Posted by Michael Ritter on April 07, 2008

It was only a matter of days after they had helped their team win its first NCAA Championship that Darian Townsend and Albert Subirats left the United States to go back to their respective countries. After all, it was time to start training for the Olympic qualifiers.

Townsend, a native of Pietermaritzburg, South Africa, and Subirats, a native of Valencia, Venezuela spent the last two and four years, respectively, helping the Arizona Wildcats men’s swimming team achieve elite status in the world of NCAA swimming. Now there’s nothing left to prove. The two carried the Wildcats to a national championship last weekend in Seattle, the first ever for the swimming team and the last UA men’s team to win since the 1997 basketball program.

The men's team features a bit of an international flair. Of the team’s 25 members, seven of them (28 percent) hail from foreign countries.
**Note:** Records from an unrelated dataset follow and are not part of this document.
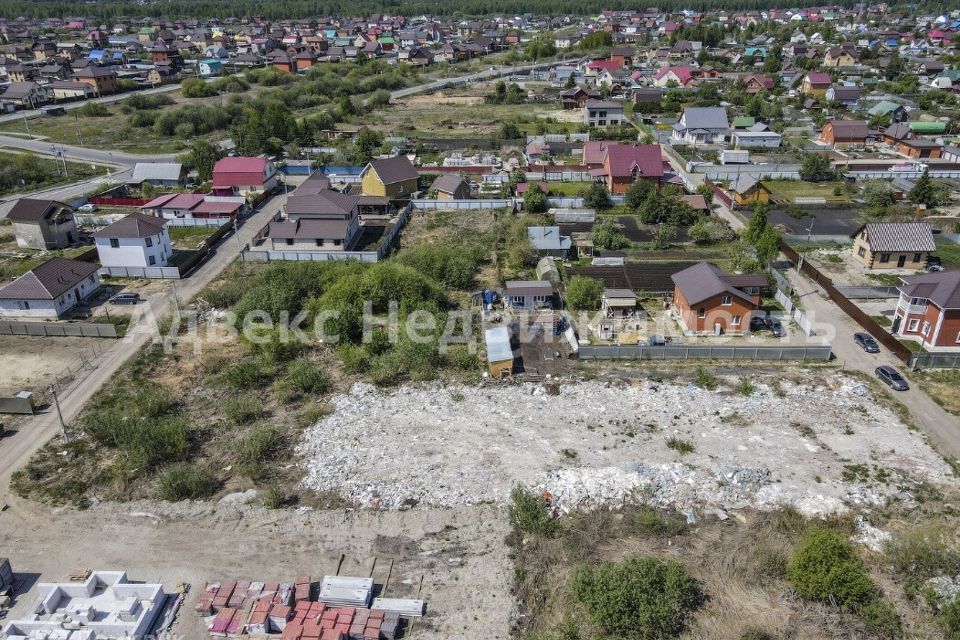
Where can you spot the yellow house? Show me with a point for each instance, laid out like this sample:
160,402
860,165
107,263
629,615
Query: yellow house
748,190
394,177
Townsend and Subirats were both Olympians in 2004 (Townsend a gold medalist) for other countries. The two were the leaders of the Wildcats’ 13 NCAA team representatives.

Arizona swim coach Frank Busch rejoices with his team after it won the first NCAA
Championship in school history. The roster was filled with several international athletes
that helped them win the title.
Frank Busch
Even though the two were on Olympic teams in 2004, before they came to Tucson, neither of them had experienced the feeling of an actual swim team.

“In South Africa, there’s no camaraderie like we have here at U of A,” Townsend said last week from Washington, D.C. while waiting for a flight to South Africa. “It took me a couple years to get used to that whole team mentality here.

“Being from out of the country, I liked it a lot. I had teammates from all over the world. If you take swimming away from it, it’s good for everybody because they get exposure to all these other countries and their cultures and the way they think.”

Townsend will be taking the next 10 days off school to train in Durbin in the 200-meter freestyle, aiming to achieve one of the top two times in the country to qualify for the Olympic trials and will then look at potential swimming sponsorships. He totaled four NCAA Championship relays in his four-year college career.

Subirats, who spent six months living in Florida learning the English language before he came to Tucson, is grateful not just for the time he spent at the university, but for the relationships he formed as a foreigner.

“When you compete for your country (in the Olympics) its kind of an individual effort,” Subirats said. “When you’re out there for Arizona, it’s a total team effort. It’s not every day that you get to share a relay with an Olympic gold medalist Darian Townsend.”
Arizona swimmer Darian Townsend, a native of South Africa, swims during the
Wildcats' national championship effort in Seattle. Townsend and Venezuelan Albert
Subirats led the swim team to the first NCAA Championship in school history.
Frank Busch

Subirats left over the weekend to start preparing for the swim world championships in Manchester, England and will spend the summer training for the Olympics and then will graduate the UA in December. Subirats won five NCAA relay titles, and even has an NCAA individual record.

“Albert was our emotional leader and certainly our athletic leader,” said UA swim coach Frank Busch. “He’s just a great person. He showed tremendous growth in the four years he was here. Darian came to the UA very quiet and very much of an introvert, but left as an extrovert and definitely a team leader.

“Just watching both of them grow was very, very rewarding and their accomplishments speak for themselves.”

Joining the list of foreigners on the National Champion swim roster are South African sophomore Jean Basson, English freshman Robert Iddiols, Brazilian junior Nicolas Nilo, and Canadian sophomores Joel Greenshields and Jake Tapp.

Busch said he didn’t know whether it was common for college teams to have so many international athletes, but added that most of the students recruit the school, making his job as head coach a little easier.

“Some coaches don’t want any kids from other countries,” Busch said. “To me, people are people, wherever they’re from. Some of these kids come from incredible, limited backgrounds and are so appreciative of the opportunity that is given to them.

“I’m just blessed to have a lot of wonderful people. It doesn’t matter where they come from, because once they’re here, they’re here for the Wildcats, and they’re treated no different than anybody else.”